Similarly, Mr Trump has sought to shift some of the blame for his handling of the coronavirus onto the previous administrations.
And for nearly two weeks now, the President has been levelling incendiary accusations at Mr Obama, centred around the latest iteration of his theory that Obama administration officials spent their last months in office trying to sabotage him.
"It is a disgrace what's happened. This is the greatest political scam, hoax in the history of our country," he said last week.
"People should be going to jail for this stuff, and hopefully a lot of people are going to have to pay.
"This was all Obama. This was all Biden. These people were corrupt. The whole thing was corrupt. And we caught them. We caught them."
At a media conference, he was asked to be more specific.
"What crime exactly are you accusing President Obama of committing, and do you believe the Justice Department should prosecute him?" a reporter asked.
"Obamagate. It's been going on for a long time. It's been going on from before I even got elected, and it's a disgrace that it happened," Mr Trump replied.
"And if you look at what's gone on, if you look at now all of this information that's being released - and from what I understand, that's only the beginning - some terrible things happened, and it should never be allowed to happen in our country again.
"You'll be seeing what's going on over the coming weeks, and I wish you'd write honestly about it, but unfortunately you choose not to do so."
"What is the crime exactly, that you're accusing him of?" the reporter pressed.
"You know what the crime is. The crime is very obvious to everybody. All you've got to do is read the newspapers, except yours."
If someone accused you of committing the biggest political crime in history, you would probably be itching to respond.
BAD FOR THE COUNTRY
The spat between Mr Trump and Mr Obama is undoubtedly unedifying to watch at a domestic level, but it also has consequences for America's image overseas.
This week China leapt at the chance to portray the world's most powerful democracy as disorganised and beset by infighting.
The Chinese Communist Party's mouthpiece newspaper, The Global Times, used Mr Obama's public criticism of Mr Trump to gleefully mock its geopolitical rival.
"It's a tradition in the US that ex-presidents don't criticise a successor. It's rare for a predecessor to rebuke an incumbent president. But former president Barack Obama has violated the code of silence, criticising Donald Trump for mishandling the novel coronavirus epidemic repeatedly," it wrote.
"What made Obama break the longstanding tradition? The performance of the Trump administration amid the epidemic apparently is too poor to keep the former president silent. With over 1.4 million infections and nearly 90,000 deaths, it's fair to say the US coronavirus response is one of the worst in the world.
"Although Obama may also want to help Joe Biden, the Democratic candidate, win more support in the presidential campaign, his criticism of Trump's policy was more out of discontent with the grave epidemic situation in the US."

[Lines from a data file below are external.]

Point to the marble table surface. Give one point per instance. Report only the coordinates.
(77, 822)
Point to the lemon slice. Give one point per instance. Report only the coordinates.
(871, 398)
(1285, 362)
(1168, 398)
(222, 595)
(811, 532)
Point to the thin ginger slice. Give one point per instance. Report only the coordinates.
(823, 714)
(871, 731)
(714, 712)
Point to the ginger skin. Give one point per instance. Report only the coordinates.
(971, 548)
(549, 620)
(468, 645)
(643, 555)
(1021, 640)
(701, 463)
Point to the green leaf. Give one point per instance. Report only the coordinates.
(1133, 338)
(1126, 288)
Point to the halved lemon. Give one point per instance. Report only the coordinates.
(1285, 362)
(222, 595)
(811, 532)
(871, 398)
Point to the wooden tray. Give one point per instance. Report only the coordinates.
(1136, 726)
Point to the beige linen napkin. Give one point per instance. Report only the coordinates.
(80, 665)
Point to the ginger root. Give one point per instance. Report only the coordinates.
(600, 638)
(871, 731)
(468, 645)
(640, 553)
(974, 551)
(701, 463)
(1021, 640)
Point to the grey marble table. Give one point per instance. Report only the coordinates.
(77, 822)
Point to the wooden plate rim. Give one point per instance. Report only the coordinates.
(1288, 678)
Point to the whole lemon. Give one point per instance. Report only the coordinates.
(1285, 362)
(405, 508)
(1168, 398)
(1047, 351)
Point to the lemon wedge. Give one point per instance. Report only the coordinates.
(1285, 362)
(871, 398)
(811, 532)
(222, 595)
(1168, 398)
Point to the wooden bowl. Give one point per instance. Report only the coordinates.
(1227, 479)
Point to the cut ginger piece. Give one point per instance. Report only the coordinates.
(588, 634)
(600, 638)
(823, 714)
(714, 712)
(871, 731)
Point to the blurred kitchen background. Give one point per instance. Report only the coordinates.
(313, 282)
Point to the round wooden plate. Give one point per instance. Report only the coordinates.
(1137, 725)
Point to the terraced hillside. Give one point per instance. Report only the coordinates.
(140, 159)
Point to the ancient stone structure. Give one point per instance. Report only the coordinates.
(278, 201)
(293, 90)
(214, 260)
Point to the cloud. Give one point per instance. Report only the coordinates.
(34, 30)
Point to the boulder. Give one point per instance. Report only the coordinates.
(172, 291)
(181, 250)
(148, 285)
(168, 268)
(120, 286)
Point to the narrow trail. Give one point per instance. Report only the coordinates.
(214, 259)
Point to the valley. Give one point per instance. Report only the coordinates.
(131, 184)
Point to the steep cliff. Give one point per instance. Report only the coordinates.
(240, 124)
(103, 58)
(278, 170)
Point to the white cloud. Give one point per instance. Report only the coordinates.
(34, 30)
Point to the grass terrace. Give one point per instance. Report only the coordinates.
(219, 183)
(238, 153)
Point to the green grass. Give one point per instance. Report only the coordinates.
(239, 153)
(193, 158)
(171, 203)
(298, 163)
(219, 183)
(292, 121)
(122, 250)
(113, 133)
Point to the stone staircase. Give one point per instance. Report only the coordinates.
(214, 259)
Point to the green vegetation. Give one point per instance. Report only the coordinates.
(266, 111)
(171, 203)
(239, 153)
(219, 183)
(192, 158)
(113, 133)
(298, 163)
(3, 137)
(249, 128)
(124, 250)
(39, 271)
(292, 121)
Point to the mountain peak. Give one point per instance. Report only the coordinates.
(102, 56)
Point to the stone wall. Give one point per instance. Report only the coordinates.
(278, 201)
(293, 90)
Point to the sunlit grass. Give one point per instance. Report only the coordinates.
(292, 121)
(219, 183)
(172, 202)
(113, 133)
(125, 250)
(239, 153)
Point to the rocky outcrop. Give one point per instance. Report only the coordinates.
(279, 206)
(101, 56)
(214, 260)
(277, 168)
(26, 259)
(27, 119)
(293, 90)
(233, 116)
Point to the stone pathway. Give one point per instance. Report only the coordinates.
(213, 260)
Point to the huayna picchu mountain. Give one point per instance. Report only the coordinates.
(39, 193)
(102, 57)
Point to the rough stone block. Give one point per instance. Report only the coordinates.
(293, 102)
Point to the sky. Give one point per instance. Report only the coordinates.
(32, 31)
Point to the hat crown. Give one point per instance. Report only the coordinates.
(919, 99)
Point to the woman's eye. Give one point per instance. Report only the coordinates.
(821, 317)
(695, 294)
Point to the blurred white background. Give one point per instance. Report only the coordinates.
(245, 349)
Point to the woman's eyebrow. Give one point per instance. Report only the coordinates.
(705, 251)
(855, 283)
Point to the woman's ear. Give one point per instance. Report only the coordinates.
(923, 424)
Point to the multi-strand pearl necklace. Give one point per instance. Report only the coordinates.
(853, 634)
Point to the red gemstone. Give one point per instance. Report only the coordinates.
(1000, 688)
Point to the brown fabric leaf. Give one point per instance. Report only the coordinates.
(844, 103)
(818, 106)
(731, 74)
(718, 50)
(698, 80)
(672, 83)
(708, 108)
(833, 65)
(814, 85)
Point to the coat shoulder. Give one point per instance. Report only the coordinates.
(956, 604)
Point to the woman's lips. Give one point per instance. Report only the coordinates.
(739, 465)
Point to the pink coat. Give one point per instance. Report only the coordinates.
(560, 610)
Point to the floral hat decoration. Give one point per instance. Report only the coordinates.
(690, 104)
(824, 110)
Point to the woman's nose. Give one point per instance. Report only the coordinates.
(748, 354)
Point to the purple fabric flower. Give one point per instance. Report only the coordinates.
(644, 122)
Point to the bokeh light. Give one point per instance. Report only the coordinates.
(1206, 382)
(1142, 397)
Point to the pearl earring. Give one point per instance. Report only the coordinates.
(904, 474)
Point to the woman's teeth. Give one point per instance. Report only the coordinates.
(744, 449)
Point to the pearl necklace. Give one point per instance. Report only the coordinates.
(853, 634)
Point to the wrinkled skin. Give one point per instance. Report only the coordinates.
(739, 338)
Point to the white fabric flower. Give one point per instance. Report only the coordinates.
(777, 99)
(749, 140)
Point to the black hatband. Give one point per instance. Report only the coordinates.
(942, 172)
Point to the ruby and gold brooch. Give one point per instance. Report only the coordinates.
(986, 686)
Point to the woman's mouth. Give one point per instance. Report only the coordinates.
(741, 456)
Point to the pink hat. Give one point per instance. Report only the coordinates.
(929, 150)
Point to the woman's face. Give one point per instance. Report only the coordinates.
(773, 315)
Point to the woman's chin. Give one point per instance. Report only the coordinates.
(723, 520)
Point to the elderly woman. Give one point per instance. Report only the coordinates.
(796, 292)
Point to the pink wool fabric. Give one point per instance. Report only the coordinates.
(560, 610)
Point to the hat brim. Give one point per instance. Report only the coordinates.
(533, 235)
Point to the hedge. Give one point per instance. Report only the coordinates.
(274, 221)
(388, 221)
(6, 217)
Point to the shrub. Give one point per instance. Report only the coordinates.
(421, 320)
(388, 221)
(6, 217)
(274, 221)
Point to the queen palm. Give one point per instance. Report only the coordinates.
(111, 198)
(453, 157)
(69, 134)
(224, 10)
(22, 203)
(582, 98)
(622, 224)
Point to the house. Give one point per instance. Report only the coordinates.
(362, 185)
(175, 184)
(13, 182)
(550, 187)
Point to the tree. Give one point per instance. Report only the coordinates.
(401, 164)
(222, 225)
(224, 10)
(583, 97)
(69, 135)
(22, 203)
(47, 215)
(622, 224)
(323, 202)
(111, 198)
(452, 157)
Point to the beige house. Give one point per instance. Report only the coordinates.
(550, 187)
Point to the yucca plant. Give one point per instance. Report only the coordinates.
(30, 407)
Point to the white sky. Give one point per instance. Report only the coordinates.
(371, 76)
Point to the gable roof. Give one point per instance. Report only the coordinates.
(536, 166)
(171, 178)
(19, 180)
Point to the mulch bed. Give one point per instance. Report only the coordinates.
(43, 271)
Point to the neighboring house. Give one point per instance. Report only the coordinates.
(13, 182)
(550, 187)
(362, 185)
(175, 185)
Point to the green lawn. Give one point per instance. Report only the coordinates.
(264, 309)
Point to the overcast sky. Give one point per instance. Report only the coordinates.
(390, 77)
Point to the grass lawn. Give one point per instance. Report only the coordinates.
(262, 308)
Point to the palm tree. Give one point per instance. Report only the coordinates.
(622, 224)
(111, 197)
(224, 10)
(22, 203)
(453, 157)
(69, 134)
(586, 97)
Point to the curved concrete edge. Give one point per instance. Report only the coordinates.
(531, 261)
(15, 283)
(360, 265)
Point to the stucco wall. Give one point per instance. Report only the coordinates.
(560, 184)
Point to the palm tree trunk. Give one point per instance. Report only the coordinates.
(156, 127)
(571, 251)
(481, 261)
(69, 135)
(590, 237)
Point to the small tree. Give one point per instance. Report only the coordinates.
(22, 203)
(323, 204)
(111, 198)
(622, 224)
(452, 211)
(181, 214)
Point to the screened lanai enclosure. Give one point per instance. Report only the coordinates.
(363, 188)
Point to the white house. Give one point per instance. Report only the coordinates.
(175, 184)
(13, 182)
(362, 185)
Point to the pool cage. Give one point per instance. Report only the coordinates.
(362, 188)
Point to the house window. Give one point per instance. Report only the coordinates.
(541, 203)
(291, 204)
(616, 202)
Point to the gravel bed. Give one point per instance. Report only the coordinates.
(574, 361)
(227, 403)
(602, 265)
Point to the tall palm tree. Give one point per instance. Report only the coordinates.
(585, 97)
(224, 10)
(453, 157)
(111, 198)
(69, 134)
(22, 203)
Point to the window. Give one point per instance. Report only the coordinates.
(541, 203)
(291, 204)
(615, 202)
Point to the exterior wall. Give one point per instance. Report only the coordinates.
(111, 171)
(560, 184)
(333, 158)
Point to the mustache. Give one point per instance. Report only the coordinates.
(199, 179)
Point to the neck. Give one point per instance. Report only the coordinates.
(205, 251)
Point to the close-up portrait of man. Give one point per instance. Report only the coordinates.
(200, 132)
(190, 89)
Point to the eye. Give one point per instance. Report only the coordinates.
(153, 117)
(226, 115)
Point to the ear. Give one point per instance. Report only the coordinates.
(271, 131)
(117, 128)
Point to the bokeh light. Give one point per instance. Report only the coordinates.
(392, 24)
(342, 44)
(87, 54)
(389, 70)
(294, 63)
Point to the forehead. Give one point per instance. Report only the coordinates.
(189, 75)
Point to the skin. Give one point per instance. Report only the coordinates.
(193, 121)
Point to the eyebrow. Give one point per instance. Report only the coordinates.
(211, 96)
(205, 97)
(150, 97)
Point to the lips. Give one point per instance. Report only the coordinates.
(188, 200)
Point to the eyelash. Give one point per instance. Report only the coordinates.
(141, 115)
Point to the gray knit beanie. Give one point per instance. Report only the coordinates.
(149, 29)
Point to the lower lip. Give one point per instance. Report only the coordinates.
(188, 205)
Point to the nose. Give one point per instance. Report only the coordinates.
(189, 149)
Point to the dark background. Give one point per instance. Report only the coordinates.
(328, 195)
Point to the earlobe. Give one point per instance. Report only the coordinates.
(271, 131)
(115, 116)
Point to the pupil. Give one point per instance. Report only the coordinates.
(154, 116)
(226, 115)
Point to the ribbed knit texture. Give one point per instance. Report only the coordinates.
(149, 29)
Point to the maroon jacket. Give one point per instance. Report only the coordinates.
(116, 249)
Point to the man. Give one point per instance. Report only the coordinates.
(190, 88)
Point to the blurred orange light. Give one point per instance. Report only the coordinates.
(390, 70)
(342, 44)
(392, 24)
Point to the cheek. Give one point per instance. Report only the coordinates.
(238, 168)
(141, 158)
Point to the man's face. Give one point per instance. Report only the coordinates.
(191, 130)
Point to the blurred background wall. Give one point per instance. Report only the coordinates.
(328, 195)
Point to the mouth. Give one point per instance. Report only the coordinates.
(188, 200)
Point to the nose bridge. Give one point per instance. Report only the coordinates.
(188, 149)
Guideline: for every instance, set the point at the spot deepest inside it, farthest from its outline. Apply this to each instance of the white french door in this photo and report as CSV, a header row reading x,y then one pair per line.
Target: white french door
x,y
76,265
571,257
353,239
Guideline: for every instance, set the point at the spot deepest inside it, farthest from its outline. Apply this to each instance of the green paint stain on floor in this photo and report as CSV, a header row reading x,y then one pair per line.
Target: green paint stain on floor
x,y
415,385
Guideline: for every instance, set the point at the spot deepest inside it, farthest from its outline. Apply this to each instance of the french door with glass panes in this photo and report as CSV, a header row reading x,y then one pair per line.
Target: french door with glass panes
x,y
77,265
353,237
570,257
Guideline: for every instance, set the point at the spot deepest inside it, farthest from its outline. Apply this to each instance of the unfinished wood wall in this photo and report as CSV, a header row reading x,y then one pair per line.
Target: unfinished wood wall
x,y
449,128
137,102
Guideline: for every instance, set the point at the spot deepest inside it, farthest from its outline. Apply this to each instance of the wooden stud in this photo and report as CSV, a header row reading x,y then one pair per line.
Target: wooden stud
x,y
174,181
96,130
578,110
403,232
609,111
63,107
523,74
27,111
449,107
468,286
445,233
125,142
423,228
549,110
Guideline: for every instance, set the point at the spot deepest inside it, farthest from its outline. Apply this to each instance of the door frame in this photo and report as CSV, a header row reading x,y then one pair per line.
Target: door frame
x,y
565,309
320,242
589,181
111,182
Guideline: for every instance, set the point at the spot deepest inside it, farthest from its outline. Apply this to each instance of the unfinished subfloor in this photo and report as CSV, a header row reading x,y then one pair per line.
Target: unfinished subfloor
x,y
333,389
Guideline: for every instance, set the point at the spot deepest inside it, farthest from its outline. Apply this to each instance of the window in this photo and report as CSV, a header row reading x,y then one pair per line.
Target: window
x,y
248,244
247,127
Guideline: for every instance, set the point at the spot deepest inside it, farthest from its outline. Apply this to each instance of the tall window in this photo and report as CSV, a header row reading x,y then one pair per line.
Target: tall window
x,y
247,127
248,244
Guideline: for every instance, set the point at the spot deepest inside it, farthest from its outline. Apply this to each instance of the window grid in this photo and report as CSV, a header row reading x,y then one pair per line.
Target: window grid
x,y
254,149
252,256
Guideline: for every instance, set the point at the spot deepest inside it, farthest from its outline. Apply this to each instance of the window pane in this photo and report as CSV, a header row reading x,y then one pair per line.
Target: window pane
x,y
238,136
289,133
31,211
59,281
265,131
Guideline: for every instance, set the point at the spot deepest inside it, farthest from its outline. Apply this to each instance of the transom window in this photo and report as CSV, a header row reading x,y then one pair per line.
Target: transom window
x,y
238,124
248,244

The paper also delighted in criticising Mr Trump's obsession with the Obamagate theory.
"When the lives of more Americans are under threat from the novel coronavirus, the Trump administration has decided to devote much of their time hyping a conspiracy theory," it said.
"The purpose is clear - to discredit Biden by attacking Obama, and divert people's attention from its failures in dealing with the epidemic.
"With politics increasingly disconnected from reality, the US will only see more problems unsolved and be further mired in a crisis. This is the tragedy of US politics."
This was all a bit rich, coming from the authoritarian government that botched the initial coronavirus outbreak by trying to cover it up.
That said, the spectacle of two presidents feuding in increasingly bitter terms is indisputably ugly. It's not how the American system, with its strong emphasis on respect for the office of the presidency, usually works.